Page 17 of Exit Lane

Page List

Font Size:

“Teddy, this is a lot to take in.” I brace for impact, certain she’s about to send me right back to the airport. “And I know you’re jet-lagged, so maybe it doesn’t feel like it, but it’s late. Can I make the bed in the office, and we can talk about it in the morning?”

Less enthusiastic a response than kitchen sex, but I can work with it. My entire body relaxes at the thought of at least another day with her. “That’s perfect. Thank you.”

Silently slipping from her seat, Marin pulls some sheets from a burl wood wardrobe, tossing me a towel with her initials embroidered on the side. In the shower, I try to convince myself that coming here was right, that there’s a world in which I leave Denmark knowing if Marin and I could ever be something. With a towel around my waist, I discover a cream daybed wrapped in striped sheets with a tiny chocolate placed on my pillow. I interpret the hotel turndown service as an olive branch and fall asleep grinning.

Marin

Teddy McCarrel, arms splayed and draped off the edges of my guest bed, in my apartment. It’s like seeing a ghost, except this apparition falls victim to morning wood and audible snoring. The light falls across his face from where I stand in the doorway. He’s just so Teddy. Of course he flew here. Of course he thinks we can power through years of attachment theory work in a week. Of course his dick is huge. The way his mouth dips open in his sleep, his lips soft. He’s beautiful. And brash. I’m trying not to stare at the abs that lead to the sturdy hip bones that are somewhere near his cock, straining against a pair of poplin pajama pants. It registers as a stirring between my legs nonetheless. He’s borderline otherworldly in this setting. And I need a coffee before I do something stupid.

“You knew about this?” I ask as sternly and quietly as I can into my phone. I’m in the kitchen soft-scrambling eggs and doing my best to hold off on the espresso machine until Teddy’s awake. It’s the middle of the night for Sloane—and technically for him too—but I knew she’d answer. That getting a call like this is an actual bucket-list item for her, one informed by a steady diet of ’90s rom-coms and an emotionally withholding best friend.
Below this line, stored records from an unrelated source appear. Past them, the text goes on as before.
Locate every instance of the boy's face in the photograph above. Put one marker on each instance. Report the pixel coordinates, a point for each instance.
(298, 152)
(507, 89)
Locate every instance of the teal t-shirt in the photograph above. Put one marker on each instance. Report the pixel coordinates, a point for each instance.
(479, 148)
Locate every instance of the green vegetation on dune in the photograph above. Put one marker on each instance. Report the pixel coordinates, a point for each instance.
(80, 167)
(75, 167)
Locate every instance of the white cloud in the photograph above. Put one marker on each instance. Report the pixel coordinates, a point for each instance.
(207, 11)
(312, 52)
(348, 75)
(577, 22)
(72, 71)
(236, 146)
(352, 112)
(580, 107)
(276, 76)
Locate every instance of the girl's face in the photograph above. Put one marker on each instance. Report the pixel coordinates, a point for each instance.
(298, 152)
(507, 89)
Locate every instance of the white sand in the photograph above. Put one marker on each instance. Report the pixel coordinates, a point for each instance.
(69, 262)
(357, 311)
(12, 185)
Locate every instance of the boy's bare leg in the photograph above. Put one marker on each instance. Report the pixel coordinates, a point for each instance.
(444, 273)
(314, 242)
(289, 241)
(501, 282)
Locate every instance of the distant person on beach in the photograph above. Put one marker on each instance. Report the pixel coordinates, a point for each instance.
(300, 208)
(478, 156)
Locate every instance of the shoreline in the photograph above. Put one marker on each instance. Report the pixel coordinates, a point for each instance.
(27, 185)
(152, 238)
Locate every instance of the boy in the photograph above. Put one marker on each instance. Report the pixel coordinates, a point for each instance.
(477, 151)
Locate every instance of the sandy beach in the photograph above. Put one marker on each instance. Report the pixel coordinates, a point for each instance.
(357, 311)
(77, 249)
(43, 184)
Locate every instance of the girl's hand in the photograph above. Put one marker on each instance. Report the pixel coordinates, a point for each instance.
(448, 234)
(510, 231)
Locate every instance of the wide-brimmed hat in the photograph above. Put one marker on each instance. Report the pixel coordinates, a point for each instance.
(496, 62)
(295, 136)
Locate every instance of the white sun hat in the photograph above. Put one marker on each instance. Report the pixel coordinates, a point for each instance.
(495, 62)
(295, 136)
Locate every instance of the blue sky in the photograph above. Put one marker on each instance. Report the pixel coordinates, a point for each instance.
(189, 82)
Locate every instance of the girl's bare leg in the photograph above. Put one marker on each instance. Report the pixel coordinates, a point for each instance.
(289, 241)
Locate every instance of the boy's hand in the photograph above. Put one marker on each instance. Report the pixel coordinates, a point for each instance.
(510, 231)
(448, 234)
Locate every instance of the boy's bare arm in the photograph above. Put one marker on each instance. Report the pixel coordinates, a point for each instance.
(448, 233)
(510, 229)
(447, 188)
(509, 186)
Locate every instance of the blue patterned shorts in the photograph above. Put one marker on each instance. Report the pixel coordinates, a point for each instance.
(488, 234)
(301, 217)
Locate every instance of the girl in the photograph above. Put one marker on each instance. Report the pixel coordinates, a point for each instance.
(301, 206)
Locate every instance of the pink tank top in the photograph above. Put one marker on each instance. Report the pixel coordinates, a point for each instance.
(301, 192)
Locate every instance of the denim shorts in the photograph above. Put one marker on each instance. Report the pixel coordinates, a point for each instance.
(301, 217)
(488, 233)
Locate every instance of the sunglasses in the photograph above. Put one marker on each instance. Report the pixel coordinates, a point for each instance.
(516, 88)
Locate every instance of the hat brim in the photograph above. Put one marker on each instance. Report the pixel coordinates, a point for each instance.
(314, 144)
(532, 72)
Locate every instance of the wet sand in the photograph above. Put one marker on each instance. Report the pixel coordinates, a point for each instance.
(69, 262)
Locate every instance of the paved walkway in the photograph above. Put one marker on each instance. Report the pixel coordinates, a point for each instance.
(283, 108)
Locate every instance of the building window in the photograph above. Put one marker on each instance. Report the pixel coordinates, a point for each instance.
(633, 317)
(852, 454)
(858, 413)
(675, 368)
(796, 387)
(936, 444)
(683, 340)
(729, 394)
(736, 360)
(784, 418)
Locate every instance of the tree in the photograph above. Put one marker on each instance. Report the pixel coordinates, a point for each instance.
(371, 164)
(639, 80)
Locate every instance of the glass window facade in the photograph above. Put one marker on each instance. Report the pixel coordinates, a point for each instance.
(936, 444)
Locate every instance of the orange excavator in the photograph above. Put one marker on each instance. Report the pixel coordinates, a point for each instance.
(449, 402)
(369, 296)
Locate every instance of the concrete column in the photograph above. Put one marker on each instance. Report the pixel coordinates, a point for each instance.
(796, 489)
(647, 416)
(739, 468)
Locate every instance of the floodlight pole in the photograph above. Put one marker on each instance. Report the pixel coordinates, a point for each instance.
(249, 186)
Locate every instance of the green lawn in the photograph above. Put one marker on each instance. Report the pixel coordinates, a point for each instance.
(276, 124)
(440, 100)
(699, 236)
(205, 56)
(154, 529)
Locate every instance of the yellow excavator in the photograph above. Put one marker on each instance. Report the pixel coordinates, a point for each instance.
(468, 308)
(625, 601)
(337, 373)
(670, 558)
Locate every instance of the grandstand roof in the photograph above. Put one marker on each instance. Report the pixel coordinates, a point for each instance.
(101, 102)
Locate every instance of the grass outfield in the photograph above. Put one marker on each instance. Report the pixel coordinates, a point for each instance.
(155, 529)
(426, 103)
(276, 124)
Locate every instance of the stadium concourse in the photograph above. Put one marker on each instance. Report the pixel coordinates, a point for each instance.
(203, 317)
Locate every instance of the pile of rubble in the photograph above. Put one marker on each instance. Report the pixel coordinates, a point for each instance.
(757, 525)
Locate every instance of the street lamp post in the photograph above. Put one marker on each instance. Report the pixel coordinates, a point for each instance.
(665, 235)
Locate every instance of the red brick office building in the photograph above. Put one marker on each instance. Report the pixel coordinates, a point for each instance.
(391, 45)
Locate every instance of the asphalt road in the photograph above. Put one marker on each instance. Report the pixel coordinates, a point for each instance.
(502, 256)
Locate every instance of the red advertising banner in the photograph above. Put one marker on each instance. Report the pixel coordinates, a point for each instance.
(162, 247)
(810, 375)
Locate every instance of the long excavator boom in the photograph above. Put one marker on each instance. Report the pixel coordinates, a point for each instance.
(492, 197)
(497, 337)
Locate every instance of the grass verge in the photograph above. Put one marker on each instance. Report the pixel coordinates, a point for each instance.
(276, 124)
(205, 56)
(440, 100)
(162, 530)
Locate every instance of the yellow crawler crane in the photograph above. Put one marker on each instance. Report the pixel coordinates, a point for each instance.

“To be clear, Carter knew about this. I had no idea until Teddy landed. Not that I disapprove. I just think it’s a little reckless on his part.” Before I can interrupt, she self-edits. “But charming. Just go easy on him, OK? Or just have the incredible, pent-up sex you both needed to have and then break his heart, I guess. Which is more your speed.”

“Sloane, I don’t like surprises.” I’m shocked at the vulnerability in my voice. She’s heard it before, about my family, but never my love life. I lift myself onto the counter, resting my socked foot on the island, pressing my head back into the cabinet, face to the skylight above. Undulating between excitement and apprehension, part of me wishes I’d never let him into the apartment. But another part of me can’t believe the luck of him being here. That he did the bold thing that I never would have done.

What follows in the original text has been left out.